Julius ist mit dieser Haltung kaum greifbar. Durch seine Offenheit und Zurückhaltung einer Meinung fällt eine Identifizierung schwer, da seine Identität nicht klar wird. Er ist der Flaneur, der die Stadt in sich aufnimmt aber eben nur selten preis gibt, welche Rolle er in ihr einnimmt und was die Stadt mit ihm anstellt. Alles von ihm Geäußerte ist intellektuell bedacht und emotionslos vorgetragen, so dass der Mensch dahinter bis zur Unkenntlichkeit verschwimmt. Dennoch unterstellt man ihm als Leser aufgrund der Klarheit und Vernünftigkeit der Gedanken nur das Beste. Umso mehr überrascht es, dass irgendwann dieses bemüht konstruierte Bild von Julius fällt und ein Mensch zu Tage tritt, den man nicht vermutet hätte und der das bislang Gelesene in einem schalen Licht erscheinen lässt.
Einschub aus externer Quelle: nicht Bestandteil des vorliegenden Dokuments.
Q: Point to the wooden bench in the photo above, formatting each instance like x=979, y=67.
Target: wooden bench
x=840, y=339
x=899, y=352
Jeder Mensch muss sich unter bestimmten Bedingungen als Sollwert der Normalität setzen und davon ausgehen, dass seine Psyche für ihn selbst nicht undurchschaubar ist, nicht undurchschaubar sein kann. Vielleicht verstehen wir das unter geistiger Gesundheit: dass wir uns selbst, so verschroben wir uns auch finden mögen, niemals als die Bösewichte unserer eigenen Geschichte wahrnehmen.
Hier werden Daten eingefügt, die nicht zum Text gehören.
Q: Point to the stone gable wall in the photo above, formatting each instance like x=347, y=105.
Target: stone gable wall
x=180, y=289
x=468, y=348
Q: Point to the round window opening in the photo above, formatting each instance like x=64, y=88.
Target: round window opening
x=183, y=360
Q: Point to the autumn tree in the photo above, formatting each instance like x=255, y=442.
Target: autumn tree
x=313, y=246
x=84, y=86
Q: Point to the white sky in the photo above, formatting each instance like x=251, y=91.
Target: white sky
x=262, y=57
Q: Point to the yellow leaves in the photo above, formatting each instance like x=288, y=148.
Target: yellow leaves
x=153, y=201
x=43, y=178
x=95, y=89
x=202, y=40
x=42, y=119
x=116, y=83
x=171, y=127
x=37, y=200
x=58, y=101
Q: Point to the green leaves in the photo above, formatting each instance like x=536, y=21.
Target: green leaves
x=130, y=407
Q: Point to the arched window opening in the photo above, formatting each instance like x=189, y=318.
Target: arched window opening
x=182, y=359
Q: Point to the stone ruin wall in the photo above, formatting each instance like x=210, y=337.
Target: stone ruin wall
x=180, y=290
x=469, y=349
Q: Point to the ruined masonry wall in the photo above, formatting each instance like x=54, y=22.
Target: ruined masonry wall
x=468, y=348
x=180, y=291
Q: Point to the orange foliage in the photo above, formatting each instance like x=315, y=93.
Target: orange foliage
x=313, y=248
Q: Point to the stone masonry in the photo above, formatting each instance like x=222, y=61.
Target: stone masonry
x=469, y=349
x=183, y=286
Neben der intensiven Auseinandersetzung mit Julius ist „Open City“ vor allem das Porträt einer Stadtlandschaft. Wenn auch ein großer Teil der Handlung in Brüssel spielt, bleibt New York in dominanter Erinnerung. Cole legt dabei großen Wert auf die Darstellung der zeitlichen Dimension. Kein Heute ist für ihn vorstellbar ohne die allem zugrunde liegende historische Komponente. Ihm gelingt es in wunderbarer Weise, diesen Bogen aus der Vergangenheit zu spannen und eine Ahnung für die gewachsenen Strukturen der Stadt zu schaffen. Immer wieder wird der Geist des Ortes beschworen, um das Heute in ein relativierendes Licht zu setzen, das selbst vor der offenen Wunde von 9/11 nicht halt macht. Dass auch dies so wunderbar authentisch in Julius‘ Spaziergängen durch die Stadt angelegt ist, illustriert das große Können eines Schriftstellers, der vollkommen zu Recht nach diesem Buch gefeiert wurde.


Was bleibt?

Nach „Open City“ bleibt das Gefühl zurück, etwas gelernt zu haben. Über die Unterschiede der alten zur neuen Welt, den Segnungen und Verwirrungen eines gleichmachenden Kosmopolitismus, den Kräften der Selbsttäuschung und noch so vielem mehr. Cole ist ein unglaublich kluger und brillanter Schriftsteller, der all das behandeln kann ohne ein einziges Mal zu belehren oder gar zu langweilen. Ganz im Gegenteil fühlte ich mich in letzter Zeit selten so herausgefordert und zugleich glänzend unterhalten wie bei diesem Buch. Wer unsere heutige Welt ein wenig besser verstehen will, sollte unbedingt zu „Open City“ greifen.

Cole, Teju: Open City. Aus dem Amerikanischen von Christine Richter-Nilsson. Erstmals erschienen 2011.

Taschenbuchausgabe: Suhrkamp. 333 Seiten. ISBN 978-3-518-46486-1. € 10,99.